EDITORIAL: The All-Seeing Eye
8/27/2014, 3 p.m.
The City of Greenbelt recently joined a growing number of municipalities that plan or have already installed automated license plate readers. The mounted reader, which is capable of scanning 1,000 license plates a second, will operate 24 hours a day.
During discussion about approving an almost $20,000 grant, Mayor Emmett Jordan and Mayor Pro Tem Judith Davis focused on the reader’s ability to help fight crime by identifying stolen vehicles or drivers with drugs, or outstanding tickets and warrants, but civil libertarians and privacy rights advocates have raised concerns about the potential for abuse and invasion of privacy.
Although the technology is relatively new, about 70 percent of America’s police departments use these readers mounted on the back of their cars. The American Civil Liberties Union and other groups are worried that this type of surveillance can be used by police to track the movements of law-abiding citizens and there are also qualms about violations of privacy of ordinary citizens when police departments hold onto information about drivers’ locations and license plate numbers for more than 30 days.

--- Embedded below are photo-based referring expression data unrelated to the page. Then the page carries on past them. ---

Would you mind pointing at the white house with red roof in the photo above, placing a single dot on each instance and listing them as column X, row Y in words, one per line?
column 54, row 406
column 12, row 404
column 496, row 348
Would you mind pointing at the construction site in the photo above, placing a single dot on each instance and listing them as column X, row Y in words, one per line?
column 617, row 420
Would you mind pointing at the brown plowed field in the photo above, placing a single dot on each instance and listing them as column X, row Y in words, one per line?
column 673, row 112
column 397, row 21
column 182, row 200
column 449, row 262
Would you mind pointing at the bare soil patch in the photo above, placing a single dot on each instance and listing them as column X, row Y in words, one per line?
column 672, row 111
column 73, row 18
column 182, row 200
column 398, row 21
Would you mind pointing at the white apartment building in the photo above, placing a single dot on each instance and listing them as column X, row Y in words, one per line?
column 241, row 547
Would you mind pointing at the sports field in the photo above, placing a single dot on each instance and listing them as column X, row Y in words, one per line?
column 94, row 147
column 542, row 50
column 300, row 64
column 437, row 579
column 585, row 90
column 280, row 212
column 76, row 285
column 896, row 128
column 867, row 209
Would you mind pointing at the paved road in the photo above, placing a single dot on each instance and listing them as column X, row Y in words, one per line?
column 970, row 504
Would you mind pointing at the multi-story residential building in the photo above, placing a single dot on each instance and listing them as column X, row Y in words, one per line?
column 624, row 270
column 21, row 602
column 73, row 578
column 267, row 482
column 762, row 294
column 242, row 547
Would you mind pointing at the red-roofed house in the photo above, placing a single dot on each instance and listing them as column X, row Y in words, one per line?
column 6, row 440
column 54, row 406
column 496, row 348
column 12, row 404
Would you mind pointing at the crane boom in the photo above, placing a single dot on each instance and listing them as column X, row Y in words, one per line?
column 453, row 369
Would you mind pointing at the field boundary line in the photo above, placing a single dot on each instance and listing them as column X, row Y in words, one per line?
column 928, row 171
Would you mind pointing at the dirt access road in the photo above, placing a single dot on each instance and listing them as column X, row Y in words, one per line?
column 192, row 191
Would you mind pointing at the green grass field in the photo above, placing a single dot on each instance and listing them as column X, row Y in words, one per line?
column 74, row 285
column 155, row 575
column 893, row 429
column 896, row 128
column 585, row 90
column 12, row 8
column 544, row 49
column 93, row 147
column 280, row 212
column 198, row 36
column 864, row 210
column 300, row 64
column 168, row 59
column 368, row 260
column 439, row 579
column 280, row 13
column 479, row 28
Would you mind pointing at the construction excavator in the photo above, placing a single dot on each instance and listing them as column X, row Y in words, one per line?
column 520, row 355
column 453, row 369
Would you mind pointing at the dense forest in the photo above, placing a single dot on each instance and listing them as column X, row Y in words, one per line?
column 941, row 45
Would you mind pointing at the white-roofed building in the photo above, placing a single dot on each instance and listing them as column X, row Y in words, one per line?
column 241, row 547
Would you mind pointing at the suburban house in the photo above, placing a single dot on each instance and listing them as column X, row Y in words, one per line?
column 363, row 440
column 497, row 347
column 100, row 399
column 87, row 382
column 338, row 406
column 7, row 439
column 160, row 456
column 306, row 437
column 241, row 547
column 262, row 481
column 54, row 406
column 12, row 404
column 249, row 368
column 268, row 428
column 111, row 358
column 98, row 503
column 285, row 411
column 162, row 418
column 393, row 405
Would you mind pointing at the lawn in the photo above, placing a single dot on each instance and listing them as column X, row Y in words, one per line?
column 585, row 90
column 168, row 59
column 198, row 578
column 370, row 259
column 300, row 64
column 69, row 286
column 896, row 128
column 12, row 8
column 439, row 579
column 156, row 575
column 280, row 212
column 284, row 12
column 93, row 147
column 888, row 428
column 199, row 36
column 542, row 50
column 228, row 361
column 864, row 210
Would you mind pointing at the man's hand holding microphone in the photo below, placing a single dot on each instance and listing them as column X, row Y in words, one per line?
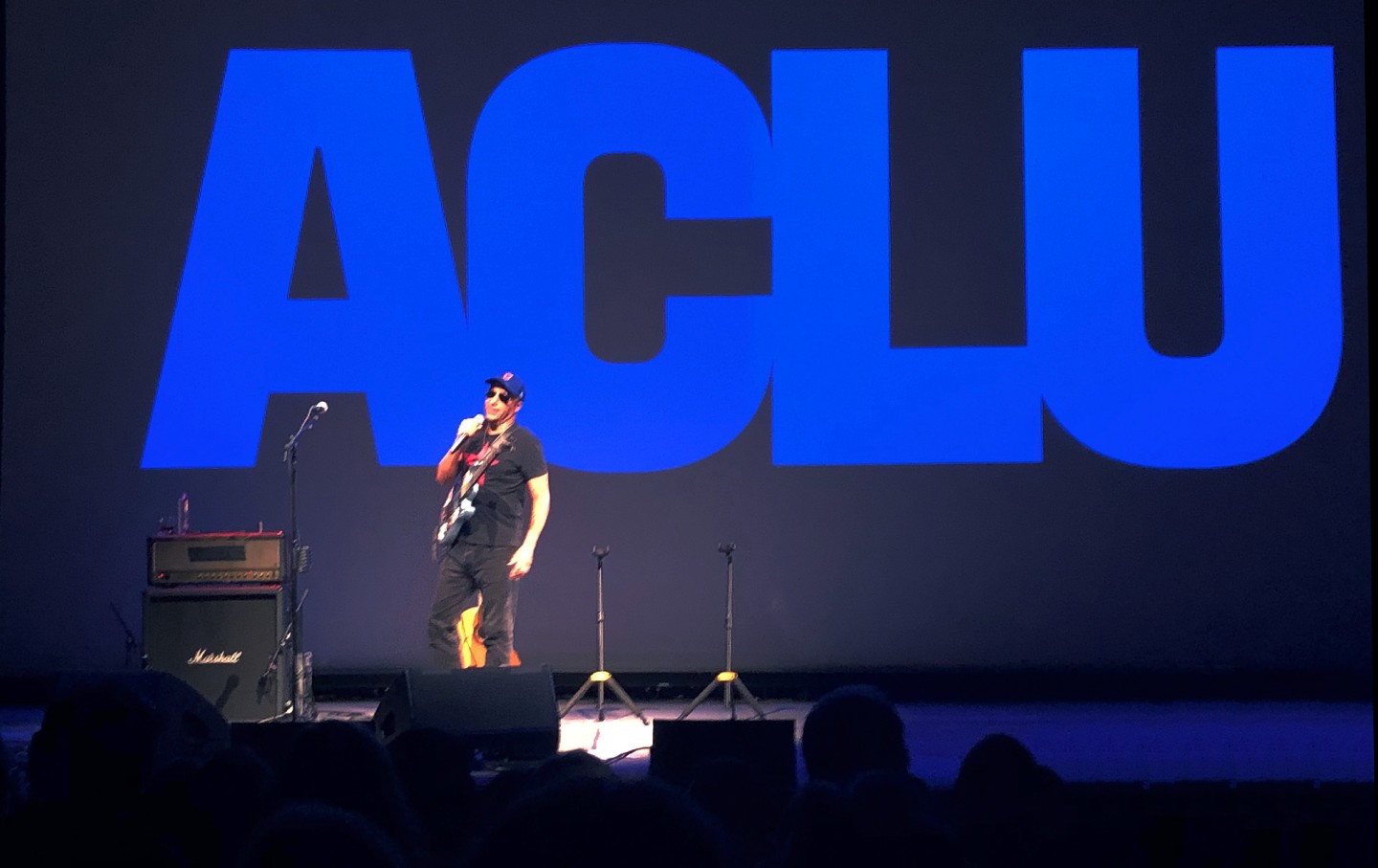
column 466, row 429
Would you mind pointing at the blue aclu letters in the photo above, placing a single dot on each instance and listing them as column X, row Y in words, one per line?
column 820, row 172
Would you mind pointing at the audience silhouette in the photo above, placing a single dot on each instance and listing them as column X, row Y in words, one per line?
column 98, row 784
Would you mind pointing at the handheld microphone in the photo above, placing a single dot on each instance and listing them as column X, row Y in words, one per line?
column 460, row 438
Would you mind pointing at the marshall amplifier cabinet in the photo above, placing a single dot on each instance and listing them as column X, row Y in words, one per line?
column 207, row 558
column 219, row 639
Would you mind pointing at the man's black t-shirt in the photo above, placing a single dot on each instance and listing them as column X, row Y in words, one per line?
column 501, row 501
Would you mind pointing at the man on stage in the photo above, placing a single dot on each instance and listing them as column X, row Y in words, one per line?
column 503, row 479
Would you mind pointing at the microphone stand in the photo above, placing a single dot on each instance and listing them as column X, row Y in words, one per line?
column 728, row 679
column 298, row 555
column 285, row 641
column 130, row 642
column 603, row 677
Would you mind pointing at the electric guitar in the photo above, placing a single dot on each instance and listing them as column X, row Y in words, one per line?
column 459, row 503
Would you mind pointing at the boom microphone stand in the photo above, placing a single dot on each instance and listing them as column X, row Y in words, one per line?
column 603, row 677
column 726, row 677
column 300, row 558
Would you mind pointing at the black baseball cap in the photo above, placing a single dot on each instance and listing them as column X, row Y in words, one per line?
column 513, row 383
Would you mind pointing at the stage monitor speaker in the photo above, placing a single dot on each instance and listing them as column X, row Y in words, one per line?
column 219, row 639
column 504, row 714
column 679, row 749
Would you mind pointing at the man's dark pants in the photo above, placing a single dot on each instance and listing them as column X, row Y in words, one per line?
column 465, row 570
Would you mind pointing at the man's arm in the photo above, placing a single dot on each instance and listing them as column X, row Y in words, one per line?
column 539, row 489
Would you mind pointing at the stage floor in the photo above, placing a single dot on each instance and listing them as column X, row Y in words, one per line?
column 1082, row 742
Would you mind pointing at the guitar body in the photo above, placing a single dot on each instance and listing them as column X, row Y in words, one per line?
column 472, row 651
column 459, row 503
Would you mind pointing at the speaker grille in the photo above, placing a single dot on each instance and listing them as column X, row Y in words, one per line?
column 506, row 714
column 219, row 639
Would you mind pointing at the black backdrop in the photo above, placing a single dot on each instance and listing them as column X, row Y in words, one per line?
column 1077, row 561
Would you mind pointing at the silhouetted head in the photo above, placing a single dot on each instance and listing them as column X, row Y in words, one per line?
column 851, row 730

The Greenbelt Police Department is one of those police agencies which sends its data to the Maryland Coordination and Analysis Center, which stores the information for a year. The Center for Investigative Reporting conducted a 2012 investigation which indicated that California-based Vigilant Solutions, a private manufacturer of license plate recognition systems, has been storing its own license plate reader information in an enormous national database called the National Vehicle Location Service. This service isn’t governed by the few privacy regulations public and government agencies use. And furthermore, the report noted, Vigilant Solutions sells drivers’ data to police which has created a loophole the company uses to sidestep the limited regulations that exist to protect people from improper, retroactive police spying.
Anyone troubled about the unwarranted intrusion into our lives by various arms of the government should be uneasy about the continued erosion of our privacy. Despite assurances to the contrary, we hope Greenbelt residents will keep pressure on city officials to have appropriate checks and balances in place to eliminate any possibility of the abuse or mishandling of this data.